Closer Look – the Inside
Opening the Razer Blade 15 Base Edition is easy using a torx-screwdriver.
Everything is easy to find and replace. The NVMe-SSDs sit on the left lower corner. This is PCI-E 3.0 “only” but we haven’t seen any PCI-E 4.0-capable motherboard/chipsets in laptops yet so not surprising. It should have plenty of speed for the foreseeable future. Both NVMe and SATA-SSDs are supported.
The NVMe-SSD included is a 512 GB Samsung MZVLB512HBJQ-00A00 which according to NovaBench has a read speed of 2500 MB/s and a write speed of 1700 MB/s.
The memory also is from Samsung and is two 8 GB PC4-3200 SODIMM-sticks. The memory however is listed as 16GB dual-channel DDR4-2933MHz on Razers website.
To the right you also can find the Intel AX201 WIFI/Bluetooth card. This supports Wifi 6 and Bluethooth 5.1. If you want Wifi 6E and Bluetooth 5.2 you will have to get the Advanced Edition which comes with the AX220. I’m guessing you should be able to upgrade it to the AX220 here to and I have actually ordered one but it might take a while to get it.
At the top we find the whole vapor-cooling system with 3 heat-pipes and two fans.

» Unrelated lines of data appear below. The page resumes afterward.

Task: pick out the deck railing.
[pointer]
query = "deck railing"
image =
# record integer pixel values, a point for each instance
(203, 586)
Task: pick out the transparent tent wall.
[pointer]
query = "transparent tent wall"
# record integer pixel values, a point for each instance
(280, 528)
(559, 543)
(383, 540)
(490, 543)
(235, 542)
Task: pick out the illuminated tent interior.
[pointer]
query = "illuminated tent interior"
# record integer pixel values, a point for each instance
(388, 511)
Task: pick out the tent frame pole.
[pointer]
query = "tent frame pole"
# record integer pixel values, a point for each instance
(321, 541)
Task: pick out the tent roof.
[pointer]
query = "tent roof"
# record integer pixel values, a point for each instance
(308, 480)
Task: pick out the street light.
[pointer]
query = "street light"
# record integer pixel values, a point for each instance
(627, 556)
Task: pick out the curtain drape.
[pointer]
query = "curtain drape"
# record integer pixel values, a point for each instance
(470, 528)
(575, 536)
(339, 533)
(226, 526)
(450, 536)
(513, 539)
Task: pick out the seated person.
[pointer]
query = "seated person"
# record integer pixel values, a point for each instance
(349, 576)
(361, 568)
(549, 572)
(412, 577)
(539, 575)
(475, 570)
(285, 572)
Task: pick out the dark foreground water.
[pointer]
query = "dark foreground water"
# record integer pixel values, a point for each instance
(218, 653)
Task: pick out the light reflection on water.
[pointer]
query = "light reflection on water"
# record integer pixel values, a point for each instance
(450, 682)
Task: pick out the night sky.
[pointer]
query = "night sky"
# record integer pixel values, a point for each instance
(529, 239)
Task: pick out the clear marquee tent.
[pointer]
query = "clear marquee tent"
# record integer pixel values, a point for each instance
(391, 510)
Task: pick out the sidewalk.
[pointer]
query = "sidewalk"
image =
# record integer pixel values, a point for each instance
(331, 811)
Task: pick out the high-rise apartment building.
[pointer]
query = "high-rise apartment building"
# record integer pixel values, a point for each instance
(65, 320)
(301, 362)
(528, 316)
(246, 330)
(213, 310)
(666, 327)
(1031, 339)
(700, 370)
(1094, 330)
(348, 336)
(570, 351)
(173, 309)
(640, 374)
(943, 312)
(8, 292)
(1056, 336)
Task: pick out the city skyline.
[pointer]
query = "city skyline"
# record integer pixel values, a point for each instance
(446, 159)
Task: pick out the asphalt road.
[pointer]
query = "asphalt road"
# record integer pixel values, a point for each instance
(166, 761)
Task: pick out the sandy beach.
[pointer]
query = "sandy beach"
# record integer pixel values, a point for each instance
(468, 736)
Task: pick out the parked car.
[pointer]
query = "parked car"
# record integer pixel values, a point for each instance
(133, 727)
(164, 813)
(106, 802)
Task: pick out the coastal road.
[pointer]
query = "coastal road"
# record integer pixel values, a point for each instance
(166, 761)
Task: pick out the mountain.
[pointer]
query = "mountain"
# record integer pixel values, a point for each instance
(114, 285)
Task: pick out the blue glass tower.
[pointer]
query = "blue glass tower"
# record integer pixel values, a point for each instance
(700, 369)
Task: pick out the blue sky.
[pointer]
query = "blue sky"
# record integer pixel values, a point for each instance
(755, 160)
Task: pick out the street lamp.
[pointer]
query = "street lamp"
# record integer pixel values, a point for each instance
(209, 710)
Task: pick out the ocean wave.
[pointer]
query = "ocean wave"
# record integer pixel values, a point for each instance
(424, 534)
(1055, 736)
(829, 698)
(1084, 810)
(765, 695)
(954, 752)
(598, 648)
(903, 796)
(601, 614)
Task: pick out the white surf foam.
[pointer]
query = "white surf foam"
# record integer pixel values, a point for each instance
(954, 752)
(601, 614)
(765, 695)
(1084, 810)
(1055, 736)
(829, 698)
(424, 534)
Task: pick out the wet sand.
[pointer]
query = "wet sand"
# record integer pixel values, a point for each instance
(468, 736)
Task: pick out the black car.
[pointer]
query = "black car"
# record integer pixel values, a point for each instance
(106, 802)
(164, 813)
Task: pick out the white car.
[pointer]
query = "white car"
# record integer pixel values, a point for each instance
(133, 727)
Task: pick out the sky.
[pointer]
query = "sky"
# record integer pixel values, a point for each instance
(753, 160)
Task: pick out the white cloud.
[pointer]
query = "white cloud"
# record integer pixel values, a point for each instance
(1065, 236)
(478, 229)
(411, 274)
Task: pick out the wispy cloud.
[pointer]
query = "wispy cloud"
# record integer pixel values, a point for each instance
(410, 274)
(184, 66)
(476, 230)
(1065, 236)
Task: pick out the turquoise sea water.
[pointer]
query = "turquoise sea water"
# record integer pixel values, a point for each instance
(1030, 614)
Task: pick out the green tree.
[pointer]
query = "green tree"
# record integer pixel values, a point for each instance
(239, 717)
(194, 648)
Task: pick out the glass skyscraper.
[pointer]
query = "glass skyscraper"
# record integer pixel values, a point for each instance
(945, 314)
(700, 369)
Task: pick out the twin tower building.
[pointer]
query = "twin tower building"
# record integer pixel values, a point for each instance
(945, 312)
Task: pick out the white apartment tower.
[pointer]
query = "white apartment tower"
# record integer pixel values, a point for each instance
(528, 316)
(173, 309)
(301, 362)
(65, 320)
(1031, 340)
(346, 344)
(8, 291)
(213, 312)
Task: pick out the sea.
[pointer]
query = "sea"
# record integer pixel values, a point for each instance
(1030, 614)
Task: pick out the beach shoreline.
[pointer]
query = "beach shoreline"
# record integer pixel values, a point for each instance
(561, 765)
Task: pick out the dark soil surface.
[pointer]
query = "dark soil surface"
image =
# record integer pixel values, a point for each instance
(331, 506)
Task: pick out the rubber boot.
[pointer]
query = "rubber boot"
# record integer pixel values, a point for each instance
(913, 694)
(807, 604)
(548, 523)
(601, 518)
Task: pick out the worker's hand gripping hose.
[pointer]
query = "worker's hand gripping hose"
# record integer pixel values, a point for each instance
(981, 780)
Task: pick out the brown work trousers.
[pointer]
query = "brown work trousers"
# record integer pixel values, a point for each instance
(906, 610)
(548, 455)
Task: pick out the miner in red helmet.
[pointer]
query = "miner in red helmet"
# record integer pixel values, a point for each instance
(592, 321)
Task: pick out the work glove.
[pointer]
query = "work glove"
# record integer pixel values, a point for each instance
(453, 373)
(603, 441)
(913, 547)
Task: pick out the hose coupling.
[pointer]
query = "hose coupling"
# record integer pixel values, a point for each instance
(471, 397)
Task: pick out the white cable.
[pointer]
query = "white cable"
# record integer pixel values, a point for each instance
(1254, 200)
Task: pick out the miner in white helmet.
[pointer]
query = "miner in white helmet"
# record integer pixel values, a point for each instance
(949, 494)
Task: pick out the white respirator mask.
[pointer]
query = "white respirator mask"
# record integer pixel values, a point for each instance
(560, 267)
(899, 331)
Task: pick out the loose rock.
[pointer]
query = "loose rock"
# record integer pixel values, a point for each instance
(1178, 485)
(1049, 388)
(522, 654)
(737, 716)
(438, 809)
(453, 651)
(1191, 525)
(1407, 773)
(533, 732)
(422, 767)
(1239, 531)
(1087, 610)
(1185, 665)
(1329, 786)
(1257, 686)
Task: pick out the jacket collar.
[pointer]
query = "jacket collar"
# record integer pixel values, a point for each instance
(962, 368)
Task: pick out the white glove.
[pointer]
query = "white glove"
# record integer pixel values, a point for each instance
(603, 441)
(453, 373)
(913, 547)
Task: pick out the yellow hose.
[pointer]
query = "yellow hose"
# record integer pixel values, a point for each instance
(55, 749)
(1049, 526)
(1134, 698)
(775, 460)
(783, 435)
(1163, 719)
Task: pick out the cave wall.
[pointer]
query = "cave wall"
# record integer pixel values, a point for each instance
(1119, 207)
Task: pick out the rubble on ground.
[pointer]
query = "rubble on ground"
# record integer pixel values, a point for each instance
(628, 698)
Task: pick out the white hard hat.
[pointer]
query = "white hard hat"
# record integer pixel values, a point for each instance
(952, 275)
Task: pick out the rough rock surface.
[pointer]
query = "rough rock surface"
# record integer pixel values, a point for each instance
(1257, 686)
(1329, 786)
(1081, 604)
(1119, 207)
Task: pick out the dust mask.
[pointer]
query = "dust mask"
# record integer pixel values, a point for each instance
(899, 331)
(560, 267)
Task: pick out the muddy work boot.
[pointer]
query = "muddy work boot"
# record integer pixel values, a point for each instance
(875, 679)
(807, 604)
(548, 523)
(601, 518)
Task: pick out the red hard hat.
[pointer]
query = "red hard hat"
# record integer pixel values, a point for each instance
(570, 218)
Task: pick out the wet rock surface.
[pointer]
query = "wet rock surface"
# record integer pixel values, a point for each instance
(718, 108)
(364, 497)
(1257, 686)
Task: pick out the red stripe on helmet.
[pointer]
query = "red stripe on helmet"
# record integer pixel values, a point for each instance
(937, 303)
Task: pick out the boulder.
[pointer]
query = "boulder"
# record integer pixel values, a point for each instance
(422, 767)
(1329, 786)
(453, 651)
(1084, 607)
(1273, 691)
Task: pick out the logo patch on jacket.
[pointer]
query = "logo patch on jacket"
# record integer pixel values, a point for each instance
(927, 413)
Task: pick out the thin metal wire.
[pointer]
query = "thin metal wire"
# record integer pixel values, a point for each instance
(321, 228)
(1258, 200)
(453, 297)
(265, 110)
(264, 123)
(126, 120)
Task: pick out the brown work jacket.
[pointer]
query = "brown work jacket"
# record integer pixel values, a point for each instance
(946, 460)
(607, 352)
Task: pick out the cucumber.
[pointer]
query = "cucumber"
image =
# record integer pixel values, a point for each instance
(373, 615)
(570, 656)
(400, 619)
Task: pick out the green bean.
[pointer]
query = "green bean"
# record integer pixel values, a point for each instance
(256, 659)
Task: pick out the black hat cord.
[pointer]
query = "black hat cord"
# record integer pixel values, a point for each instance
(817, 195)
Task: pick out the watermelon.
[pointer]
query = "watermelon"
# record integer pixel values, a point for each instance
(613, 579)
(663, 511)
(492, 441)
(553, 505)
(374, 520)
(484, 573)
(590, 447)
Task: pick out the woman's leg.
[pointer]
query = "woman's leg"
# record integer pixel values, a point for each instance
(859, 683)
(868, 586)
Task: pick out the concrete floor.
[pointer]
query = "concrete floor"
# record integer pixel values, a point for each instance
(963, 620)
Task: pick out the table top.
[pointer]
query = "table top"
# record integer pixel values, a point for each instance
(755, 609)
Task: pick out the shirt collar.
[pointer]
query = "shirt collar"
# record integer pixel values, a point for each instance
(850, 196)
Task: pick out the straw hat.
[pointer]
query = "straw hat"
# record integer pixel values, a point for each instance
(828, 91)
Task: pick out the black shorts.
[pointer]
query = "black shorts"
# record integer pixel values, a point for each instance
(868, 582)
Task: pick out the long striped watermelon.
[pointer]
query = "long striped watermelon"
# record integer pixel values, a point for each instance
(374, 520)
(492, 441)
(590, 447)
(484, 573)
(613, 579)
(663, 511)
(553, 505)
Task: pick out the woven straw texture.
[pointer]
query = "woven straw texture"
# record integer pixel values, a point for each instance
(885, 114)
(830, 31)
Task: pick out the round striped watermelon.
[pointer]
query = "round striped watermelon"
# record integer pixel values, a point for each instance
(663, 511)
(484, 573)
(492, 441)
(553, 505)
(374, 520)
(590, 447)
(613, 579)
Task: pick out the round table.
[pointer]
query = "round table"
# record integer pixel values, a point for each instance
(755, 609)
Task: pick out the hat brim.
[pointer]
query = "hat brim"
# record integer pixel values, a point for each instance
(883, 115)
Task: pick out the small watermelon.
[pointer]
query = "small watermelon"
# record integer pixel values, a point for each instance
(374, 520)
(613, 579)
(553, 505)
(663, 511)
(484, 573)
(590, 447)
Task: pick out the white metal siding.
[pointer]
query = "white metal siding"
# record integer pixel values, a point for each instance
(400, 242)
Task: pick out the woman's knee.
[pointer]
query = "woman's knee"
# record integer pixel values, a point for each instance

There is also a large heatsink sitting over the entire area.
On the bottom-cover you can see the mesh net for the intake/exhaust as well as a few heat-conductive pads for getting heat away from the SSDs.
I installed a 1 TB Samsung 970 Evo Plus as I felt that 512 GB was on the small side when installing tons of games. As expected, the installation was easy and I was up and running in no time.
The Razer Blade 15 Base Edition comes with Windows 10 Home. At start you get to set up everything including approving the various things that Microsoft wants to collect info on.
The main program that Razer includes is Razer Synapse. This is where you can handle some of the settings for the laptop including the keyboard lightning, macros as well as connections to other Chroma-capable peripherals.
This is also the software that handles the performance settings. Currently you can only select from three pre-define settings when the laptop is plugged in: Balanced, Creator (give CPU more power) and Gaming (give GPU more power). On battery only the balanced settings is available. I have seen other Razer computers that have the option to create a custom setting but that is missing.
The laptop supports Nvidia Optimus which lets the computer choose to run the iGPU or the Nvidia dGPU. However, when I bought the laptop it had a nasty bug where as soon as you changed to dGPU and rebooted the laptop the screen was black. You had to change back in the bios to get an image again. This was a problem between the laptop and newer Nvidia drivers but now at the time of writing it all works fine again.
Unfortunately, there is another issue which is extremely annoying. If you choose Nvidia Optimus mode you are stuck at 60 Hz, both in Windows (on iGPU) and in games (with the Nvidia RTX 3070). If you change to dGPu then you can select 60 Hz or 165 Hz.
I’ve tested a MSI GE76 Raider with a RTX3080 and that had no issues allowing both the iGPU and the Nvdidia GPU to run at higher refresh-rate when in Optimus mode so I am not sure what the issue is here.
Another piece of software that is included is Razer Cortex.
The software allows you to “boost” the computer before starting a game. This means turning on certains settings and turning off others to give the games as much resources as possible. You notice it working when starting a game as you see it clearing the memory before starting the game.
You can also let it store fps for a game as well as use it to boost a few selected games where you can decide what is important for you (quality versus performance).